A cognitive model aims to model how users will interact with an arbitrary user interface. They aim to specify the... - mental representations - operations - problem solving strategies ...that occur when users perform tasks
What are the two primary cognitive models?
Predictive
- aims to predict user performance
- models interaction as a series of steps with predicted times for each
- can be done without users, in theory
Simulation
- simulates actual human behaviour when interacting with a UI
- has inputs and outputs, can be based on real data from users ACT-R can be used to power a simulation
What is a cognitive architecture?
It models all aspects of cognition. CogModels can be produced using them to generate a model of processes required to complete a task. The architecture restricts the models that can be built within it.

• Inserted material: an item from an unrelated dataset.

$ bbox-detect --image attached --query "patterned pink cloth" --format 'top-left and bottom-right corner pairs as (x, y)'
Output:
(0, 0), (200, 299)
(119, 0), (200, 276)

Can generate artificial users that simulate actual users.
what is GOMS?
GOMS is a predictive method that can be used to evaluate a UI before any users have actually used it
G: goals of the user
O: operators. actions that can be done in the interface like clicking and typing
M: methods. sequences of sub goals and operators that can be used to achieve a goal
S: selection rules. the rules by which a user chooses a particular method
GOMS breaks down tasks into a hierarchy of goals and sub-tasks using the 4 elements. there are often multiple ways of performing a tasks, methods will be preferred based on circumstance
what is KLM-GOMS? what are its limitations?
- keystroke level model
- a subset of GOMS that only includes operators and methods
- predicts task completion times
- all operators has a specific execution time
- assumes expert, error-free behaviour
- ignores learning curve effects
- assumes we have a reliable fixed time estimate for every operator
what is the checklist for KLM-GOMS?
- define a high level activity (e.g. delete file) in a sequence of clearly defined tasks such as (select icon, drag to location)
- create subroutines for repeated tasks
- review analysis, are all low-level steps included?